Periodic Reporting for period 4 - NASTAC (Nationalist State Transformation and Conflict)
Periodo di rendicontazione: 2023-05-01 al 2024-10-31
Project team:
Lars-Erik Cederman, PI
Luc Girardin, IT expert
Carl-Müller Crepon, postdoc
Yannick Pengl, postdoc
Guy Schvitz, postdoc
Dennis Atzenhofer, PhD student
Paola Galano Toro, PhD student
Maria Muños, PhD student
Roberto Valli, PhD student
In connection with Work Package 2, two new papers study the size and shape respectively of states after the French Revolution. The papers offer evidence in line with the idea that nationalism has influenced the external dimensions of states. Further contributing to Work Package 2 but also to Work Package 3, our main research efforts concern the link between ethno-nationalist configurations and the outbreak of conflict. While the existing literature on nationalism has relatively little to say about the precise conditions under which nationalist politics trigger internal and interstate conflict, these articles show that specific ethno-nationalist configurations, especially irredentist ones can be linked to a higher risk of political violence.
Moreover, we have found evidence pointing to interaction between internal and interstate conflicts. We have also been able to establish that those ethnic groups that were subjected to a loss of political power and/or unity are over-represented in our conflict statistics. Without questioning the fundamental modernity of contemporary nations, these findings rely on data that go back as far back as 1100 AD.
Finally, using railroad data as a measure of the European states’ penetration of their territories, analysis also indicate that such modernization forays tend to trigger separatism rather than merely integrating them. This analysis focuses primarily on Europe, but as suggested by the third objective, some of them extend the scope of the entire world based on more recent samples. Generally, the findings suggest that the more aligned state borders are with ethnic ones, the less likely conflict becomes. However, this does not imply that border change, for instance through partition is the best way to reduce conflict.

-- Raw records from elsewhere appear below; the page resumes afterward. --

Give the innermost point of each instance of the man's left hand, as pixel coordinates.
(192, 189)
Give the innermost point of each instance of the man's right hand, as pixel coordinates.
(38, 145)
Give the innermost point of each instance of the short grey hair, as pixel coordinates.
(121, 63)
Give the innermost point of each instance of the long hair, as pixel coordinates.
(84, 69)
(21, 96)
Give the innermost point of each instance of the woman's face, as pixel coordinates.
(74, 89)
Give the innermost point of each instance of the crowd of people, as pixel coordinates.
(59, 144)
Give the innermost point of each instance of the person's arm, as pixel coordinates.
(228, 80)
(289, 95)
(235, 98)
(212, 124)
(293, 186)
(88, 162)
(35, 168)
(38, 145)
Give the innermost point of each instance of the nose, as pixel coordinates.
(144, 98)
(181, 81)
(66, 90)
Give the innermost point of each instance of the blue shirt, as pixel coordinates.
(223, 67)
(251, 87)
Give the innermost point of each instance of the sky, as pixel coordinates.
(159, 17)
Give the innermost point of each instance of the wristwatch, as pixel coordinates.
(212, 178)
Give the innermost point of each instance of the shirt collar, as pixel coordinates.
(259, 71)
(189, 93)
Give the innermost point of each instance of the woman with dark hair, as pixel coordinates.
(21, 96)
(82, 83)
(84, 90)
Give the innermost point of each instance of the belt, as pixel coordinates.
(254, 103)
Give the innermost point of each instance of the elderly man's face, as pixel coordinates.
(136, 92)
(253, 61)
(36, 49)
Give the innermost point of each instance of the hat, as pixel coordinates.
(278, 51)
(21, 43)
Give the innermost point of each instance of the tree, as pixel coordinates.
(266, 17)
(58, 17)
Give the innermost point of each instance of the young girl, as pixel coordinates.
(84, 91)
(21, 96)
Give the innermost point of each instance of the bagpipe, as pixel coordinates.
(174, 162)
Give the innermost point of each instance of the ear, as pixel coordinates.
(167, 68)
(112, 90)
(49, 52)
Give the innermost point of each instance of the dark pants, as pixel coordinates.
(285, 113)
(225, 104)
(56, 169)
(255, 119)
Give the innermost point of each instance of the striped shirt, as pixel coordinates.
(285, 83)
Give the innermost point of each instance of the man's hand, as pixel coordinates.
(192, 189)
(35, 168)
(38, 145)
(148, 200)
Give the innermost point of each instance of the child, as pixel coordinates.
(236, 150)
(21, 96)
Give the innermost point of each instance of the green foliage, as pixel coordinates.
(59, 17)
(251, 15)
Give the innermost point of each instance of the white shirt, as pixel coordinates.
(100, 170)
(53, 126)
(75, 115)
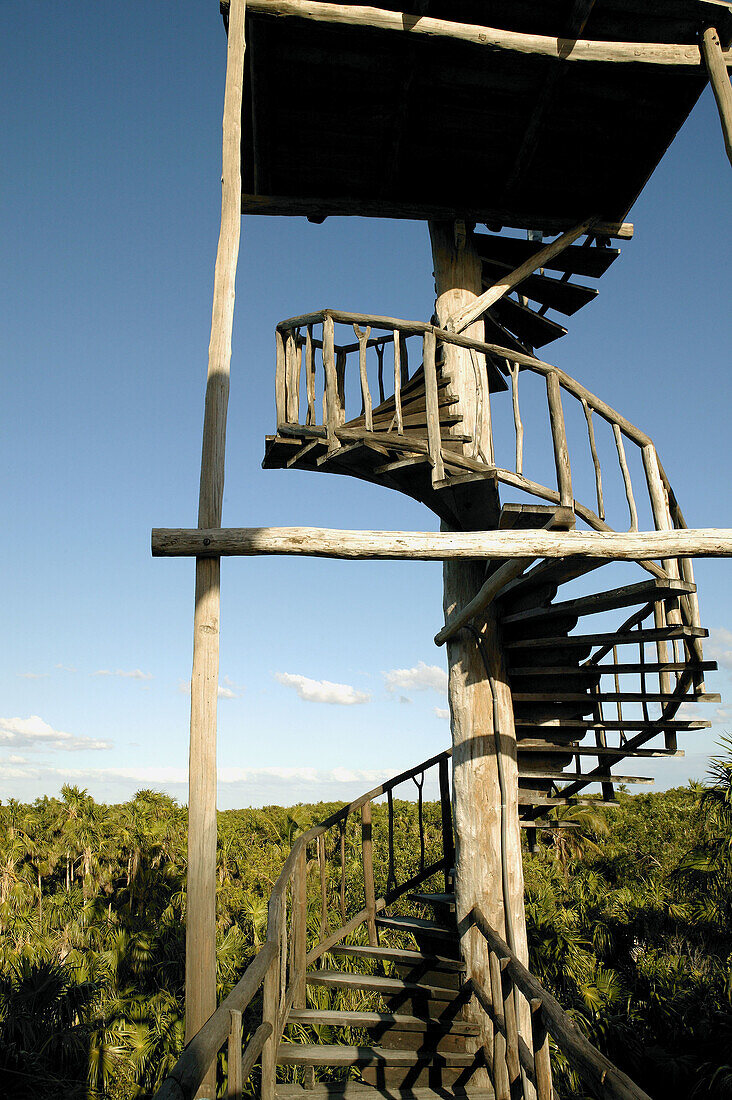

Indeed, as a part of Work Package 3, a separate study shows that partition of states can bring peace by eliminating alien rule, but that power sharing arrangements also help to pacify potentially causing less geopolitical side-effects. So far, we have been able to publish nine articles, and have one more paper under review. In addition, building on these papers, a book is forthcoming with Cambridge University Press with the title “Nationalism and the Transformation of the State: Border Change and Political Violence in the Modern World.”
An analysis using railroad data suggests that modernization efforts often trigger separatism rather than integration. While aligning state and ethnic borders generally reduces conflict, the findings do not necessarily favor border change or partition as a conflict reduction strategy. Additional research indicates that while partition can bring peace by ending alien rule, power-sharing arrangements may also help mitigate conflict with fewer geopolitical side effects.
The project has published nine articles, with one more under review, and a book titled Nationalism and the Transformation of the State: Border Change and Political Violence in the Modern World is forthcoming with Cambridge University Press.